10. And so, when this world begins to fall apart more and more obviously, when the old becomes too obvious to ignore under the veneer of the new, a strange fear will grip them and there will be a rush to find a place aboard the rocket. 

11. Most of humanity either will have no knowledge of the rocket, or will accept helplessly that they have no chance of getting aboard, or will exhaust themselves in revolts against false enemies in the vague hope of getting aboard. 

12. Many of the professionals and the semi-rich, however, will know of the rocket, first because their education will allow them to see it taking shape, and second because the elites will have required their help to build it. 

13. Gradually, it will become apparent to most of the professionals and the semi-rich that the plan is for nearly all of them to be left behind, and so they too will revolt. 

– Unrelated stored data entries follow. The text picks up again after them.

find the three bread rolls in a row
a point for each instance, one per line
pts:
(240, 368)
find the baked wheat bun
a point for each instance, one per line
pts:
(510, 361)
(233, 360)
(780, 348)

14. There will be a grave struggle as the professionals and the semi-rich gather round the rocket and scramble for a place on board.

15. A very few of the professionals and the semi-rich will in fact make it aboard; a very few of the elites, in turn, will be cast out (or even, in a quixotic form of sainthood, give up their seats). 

16. The rocket will fire up and may, or may not, lift off. If it does, it will most likely be carrying fewer than it was intended to. 

17. Those who remain behind will be scorched by the liftoff, or become peasants living short harsh lives, vying over what remains as the earth grows strange and inhospitable. 

18. There will be stillness upon the earth, punctuated by chaos. There will be the quiet warmth of the peasantry, days passed in a shocking humbleness, days without structure, wealth or rule, in short days without hope–punctuated by an occasional access of passion or plunder between rival bands.

19. Eventually the elites will return to the world. On landing, they will find the world quieted and the peasants in disarray—ripe for domination. Some of the peasants will see them as god-like; others will remember them as people from an earlier time yet still awe-inspiring.

20. Using riches and technologies from the past world that were cached aboard the rocket, the elites will go forth and carve out slices of the new world, win over peasants to their side by bribery and force, and establish their own realms, fiefs, and so on. 

21. At that moment, they will no longer be “elites”, simply because other names will fit them far better: lords, emperors, sultans, kings. 

22. The world of old will resume in the midst of the new: masters over mastered, few over many, ruthless over meek; stasis and war, cruelty and fate.  The game of thrones will be far more than an escapist’s fiction.

23. Technology will exist, but it will signify the old world more than the new. Many will forget how to use it, or see it as inhuman or indistinguishable from magic. Small amounts of it will be kept by the elites and their new professionals, who will maintain the skills needed to sustain the technology and thus reinforce their rule.

24. Like the moon, gods will ascend and watch it all with strange unmoving gaze—until the time again comes for yet another world to begin.